The Mean or Expected Value of this example is \(\mu = \frac{nK}{N} = \frac{6 \times 15}{30} = 3\); we would have expected three nurses and three non-nurses to have been sent.
(Geometric). The probability of being seriously injured in a car crash in an unspecified location is about 0.1% per hour. A driver is required to traverse this area for 1200 hours in the course of a year.
What is the probability that the driver will be seriously injured during the course of the year?
Setting up the Geometric probability function,
\[(1-p)^{n-1}p\]
geom_fn <- function(n,p){
return((1-p)^(n-1) * p)
}
Where:
The Geometric distribution models the probability of observing the first success on the \(n\)th trial.

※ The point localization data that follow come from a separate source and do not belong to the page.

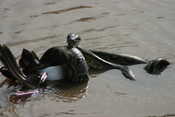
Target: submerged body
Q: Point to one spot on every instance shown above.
(70, 63)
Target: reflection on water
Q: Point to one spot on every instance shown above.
(68, 92)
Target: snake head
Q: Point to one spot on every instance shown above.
(156, 66)
(128, 73)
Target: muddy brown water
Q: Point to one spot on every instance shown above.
(143, 28)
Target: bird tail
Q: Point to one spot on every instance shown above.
(12, 68)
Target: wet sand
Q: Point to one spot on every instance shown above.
(136, 27)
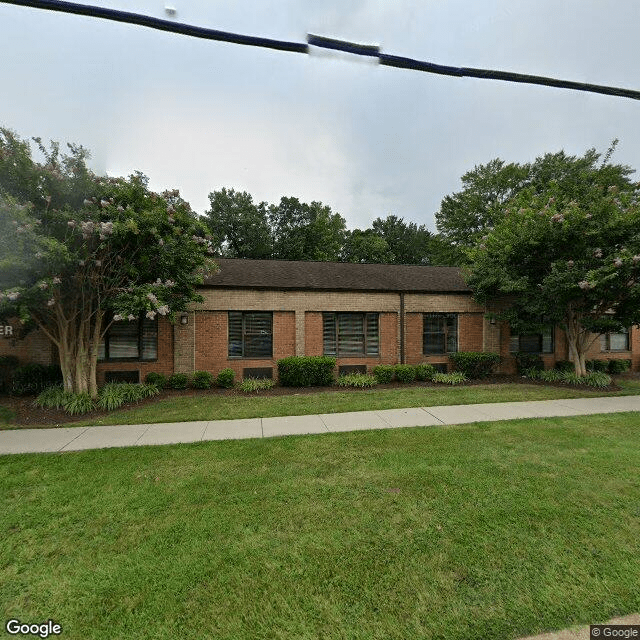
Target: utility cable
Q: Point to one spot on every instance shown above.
(318, 41)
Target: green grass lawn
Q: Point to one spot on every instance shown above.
(488, 531)
(216, 407)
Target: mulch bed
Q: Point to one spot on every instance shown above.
(26, 413)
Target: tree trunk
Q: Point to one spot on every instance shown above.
(576, 339)
(78, 352)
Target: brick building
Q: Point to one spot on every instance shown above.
(258, 311)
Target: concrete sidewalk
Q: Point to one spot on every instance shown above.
(78, 438)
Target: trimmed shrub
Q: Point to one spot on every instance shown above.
(178, 381)
(202, 380)
(597, 379)
(526, 361)
(456, 377)
(225, 378)
(156, 379)
(571, 377)
(383, 373)
(597, 365)
(619, 366)
(405, 373)
(475, 364)
(424, 371)
(34, 378)
(52, 397)
(250, 385)
(358, 380)
(565, 365)
(306, 371)
(7, 366)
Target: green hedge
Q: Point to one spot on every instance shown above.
(306, 371)
(527, 361)
(424, 371)
(202, 380)
(34, 378)
(405, 373)
(619, 366)
(475, 364)
(383, 373)
(565, 365)
(225, 378)
(597, 365)
(178, 381)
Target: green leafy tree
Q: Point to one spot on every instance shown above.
(365, 246)
(479, 206)
(467, 214)
(83, 252)
(408, 243)
(240, 227)
(304, 231)
(569, 256)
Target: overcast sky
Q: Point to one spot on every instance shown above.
(368, 141)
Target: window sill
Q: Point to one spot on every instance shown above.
(123, 360)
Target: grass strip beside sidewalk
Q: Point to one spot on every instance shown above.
(489, 531)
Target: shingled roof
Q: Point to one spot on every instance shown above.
(335, 276)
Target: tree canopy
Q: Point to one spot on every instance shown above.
(468, 214)
(566, 255)
(81, 252)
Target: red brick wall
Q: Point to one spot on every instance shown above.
(313, 333)
(164, 363)
(34, 348)
(212, 343)
(470, 337)
(388, 350)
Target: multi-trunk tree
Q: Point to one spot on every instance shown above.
(81, 252)
(568, 256)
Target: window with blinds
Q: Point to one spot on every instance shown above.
(440, 333)
(350, 334)
(615, 341)
(532, 342)
(250, 334)
(134, 340)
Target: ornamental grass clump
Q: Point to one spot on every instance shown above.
(456, 377)
(357, 380)
(114, 394)
(253, 385)
(225, 378)
(597, 379)
(551, 375)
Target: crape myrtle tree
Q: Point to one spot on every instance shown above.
(569, 256)
(81, 252)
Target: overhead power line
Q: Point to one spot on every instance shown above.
(318, 41)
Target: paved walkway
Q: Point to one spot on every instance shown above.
(77, 438)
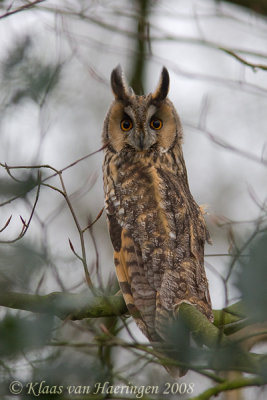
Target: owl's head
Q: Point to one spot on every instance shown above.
(141, 123)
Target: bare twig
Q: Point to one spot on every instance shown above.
(26, 6)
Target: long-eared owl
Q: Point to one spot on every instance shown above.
(156, 228)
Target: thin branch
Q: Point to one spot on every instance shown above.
(27, 224)
(22, 8)
(243, 61)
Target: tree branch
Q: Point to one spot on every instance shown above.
(66, 305)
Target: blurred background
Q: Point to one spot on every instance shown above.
(55, 63)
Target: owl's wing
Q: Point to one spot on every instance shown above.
(139, 296)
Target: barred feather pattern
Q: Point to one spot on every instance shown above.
(157, 229)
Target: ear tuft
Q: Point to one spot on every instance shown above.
(119, 85)
(162, 89)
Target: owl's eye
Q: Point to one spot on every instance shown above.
(156, 124)
(126, 125)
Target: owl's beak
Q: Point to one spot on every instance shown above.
(141, 140)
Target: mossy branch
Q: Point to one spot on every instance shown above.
(66, 305)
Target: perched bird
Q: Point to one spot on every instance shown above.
(157, 230)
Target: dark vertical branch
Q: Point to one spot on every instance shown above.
(142, 41)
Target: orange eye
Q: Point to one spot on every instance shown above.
(156, 124)
(126, 125)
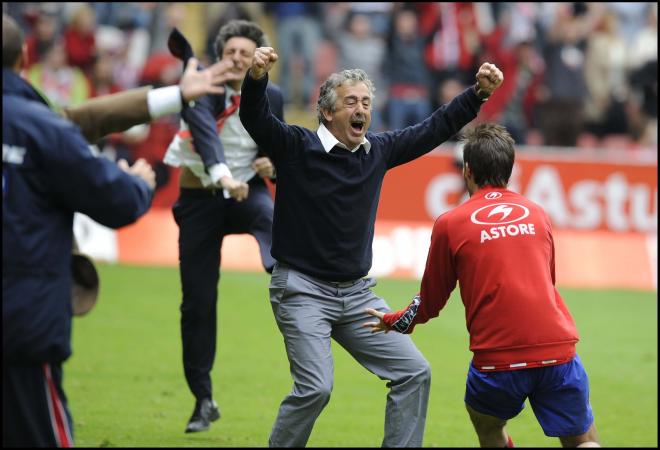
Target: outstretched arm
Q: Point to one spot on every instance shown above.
(276, 138)
(107, 114)
(438, 282)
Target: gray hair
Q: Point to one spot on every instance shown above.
(328, 91)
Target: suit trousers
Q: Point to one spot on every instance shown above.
(309, 312)
(204, 218)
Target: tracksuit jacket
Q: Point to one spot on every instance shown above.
(48, 173)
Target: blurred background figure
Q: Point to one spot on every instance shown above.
(298, 31)
(407, 76)
(79, 38)
(512, 47)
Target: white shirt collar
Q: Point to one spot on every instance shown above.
(328, 140)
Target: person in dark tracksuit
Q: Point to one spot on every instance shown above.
(222, 192)
(48, 173)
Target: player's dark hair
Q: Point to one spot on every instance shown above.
(488, 151)
(239, 28)
(12, 41)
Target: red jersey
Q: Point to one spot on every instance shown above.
(498, 246)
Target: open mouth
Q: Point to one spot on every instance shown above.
(357, 126)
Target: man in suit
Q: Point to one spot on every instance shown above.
(222, 192)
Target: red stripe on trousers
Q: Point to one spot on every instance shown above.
(57, 413)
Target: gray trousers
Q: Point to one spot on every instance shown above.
(309, 312)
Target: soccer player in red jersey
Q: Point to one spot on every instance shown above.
(498, 246)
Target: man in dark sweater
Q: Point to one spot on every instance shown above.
(327, 195)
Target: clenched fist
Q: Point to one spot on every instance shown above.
(489, 78)
(263, 60)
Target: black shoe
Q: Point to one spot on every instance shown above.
(206, 411)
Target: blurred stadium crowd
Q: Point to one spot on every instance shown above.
(576, 74)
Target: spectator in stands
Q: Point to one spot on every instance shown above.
(523, 339)
(48, 174)
(643, 77)
(102, 76)
(298, 35)
(407, 75)
(44, 31)
(453, 40)
(359, 48)
(79, 39)
(562, 114)
(606, 80)
(62, 84)
(328, 188)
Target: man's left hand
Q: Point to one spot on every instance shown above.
(489, 78)
(264, 167)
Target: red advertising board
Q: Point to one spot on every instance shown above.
(578, 192)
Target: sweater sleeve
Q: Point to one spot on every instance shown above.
(438, 282)
(112, 113)
(200, 118)
(417, 140)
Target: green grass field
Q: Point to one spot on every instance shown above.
(126, 387)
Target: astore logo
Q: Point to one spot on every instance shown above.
(499, 214)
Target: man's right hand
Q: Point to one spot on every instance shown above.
(141, 169)
(236, 189)
(263, 60)
(195, 84)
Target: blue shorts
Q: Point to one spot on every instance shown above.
(559, 396)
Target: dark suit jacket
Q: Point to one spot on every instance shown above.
(107, 114)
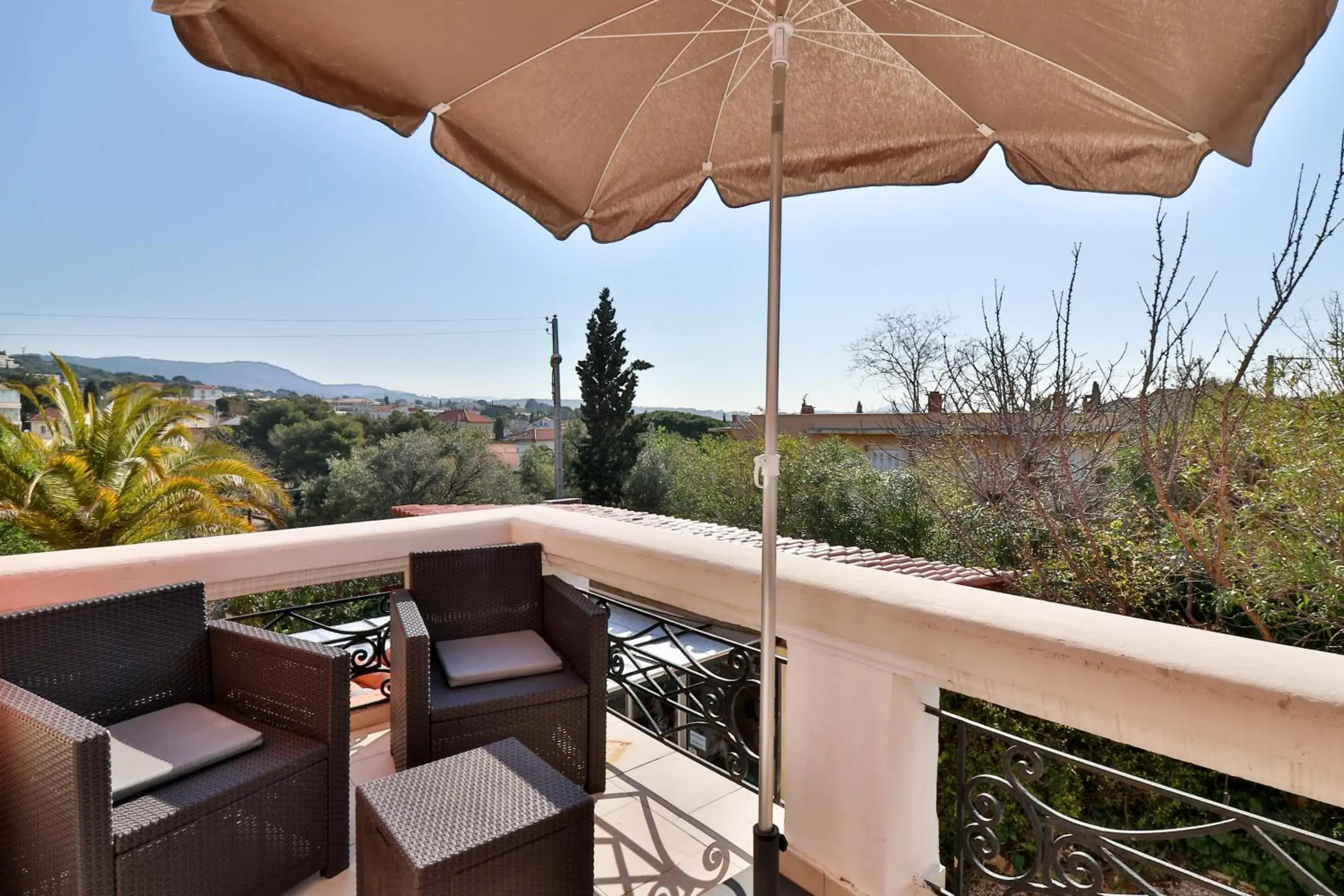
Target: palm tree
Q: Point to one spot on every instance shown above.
(124, 470)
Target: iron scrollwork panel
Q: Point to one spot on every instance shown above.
(676, 691)
(1080, 859)
(367, 646)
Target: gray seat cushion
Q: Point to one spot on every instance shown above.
(496, 657)
(178, 804)
(448, 703)
(171, 743)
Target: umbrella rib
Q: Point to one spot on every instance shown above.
(658, 81)
(854, 53)
(554, 46)
(729, 6)
(893, 34)
(724, 101)
(902, 57)
(1062, 68)
(670, 34)
(827, 13)
(760, 57)
(706, 65)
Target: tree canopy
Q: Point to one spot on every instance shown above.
(123, 470)
(607, 385)
(443, 465)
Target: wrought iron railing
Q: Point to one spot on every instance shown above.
(366, 645)
(1070, 856)
(695, 691)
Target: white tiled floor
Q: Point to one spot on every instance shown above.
(666, 824)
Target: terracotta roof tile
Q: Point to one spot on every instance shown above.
(921, 567)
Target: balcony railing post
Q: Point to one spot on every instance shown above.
(862, 770)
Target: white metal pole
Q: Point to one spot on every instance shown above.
(767, 853)
(558, 456)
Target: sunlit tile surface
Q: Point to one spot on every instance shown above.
(666, 825)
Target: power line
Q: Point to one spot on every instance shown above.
(277, 320)
(483, 332)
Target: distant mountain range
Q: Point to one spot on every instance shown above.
(246, 375)
(258, 375)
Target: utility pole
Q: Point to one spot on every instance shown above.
(556, 400)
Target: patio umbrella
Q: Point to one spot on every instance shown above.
(615, 113)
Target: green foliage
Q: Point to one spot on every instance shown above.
(444, 465)
(828, 491)
(304, 450)
(339, 614)
(15, 540)
(537, 474)
(125, 470)
(608, 385)
(691, 426)
(396, 424)
(260, 428)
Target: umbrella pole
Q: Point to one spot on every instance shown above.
(768, 839)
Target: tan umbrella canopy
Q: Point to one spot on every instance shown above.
(568, 111)
(615, 113)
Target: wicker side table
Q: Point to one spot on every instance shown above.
(494, 821)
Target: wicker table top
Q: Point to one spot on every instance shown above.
(461, 810)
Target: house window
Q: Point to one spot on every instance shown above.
(889, 458)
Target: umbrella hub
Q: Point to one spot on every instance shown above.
(780, 33)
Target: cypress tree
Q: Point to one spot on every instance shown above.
(607, 385)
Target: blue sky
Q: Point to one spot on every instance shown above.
(136, 182)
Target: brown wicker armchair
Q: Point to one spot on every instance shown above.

To estimate the probability of success at any point in the first 1200 trials, we add each individual probability:
r = 0
for (n in seq(1,1200)){
r = r + geom_fn(n,.001)
}
The probability of serious injury is 0.6989866 or approx. 69.9%.
In the course of 15 months?
r = 0
for (n in seq(1,1500)){
r = r + geom_fn(n,.001)
}
Assuming our driver travels this route 100 times per month, the probability of serious injury based on 1500 trials is 0.7770372 or approx. 77.7%.
What is the expected number of hours that a driver will drive before being seriously injured?
The expected value \(\mu = \frac{1}{p}\) or 1000 hours.
Given that a driver has driven 1200 hours, what is the probability that he or she will be injured in the next 100 hours?
Since we already know the outcome of the first 1200 hours, the probability of injury over the next 100 hours should be calculated independently:
r = 0
for (n in seq(1,100)){
r = r + geom_fn(n,.001)
}
The probability of serious injury in the next 100 hours is 0.0952079 or approx. 9.5%.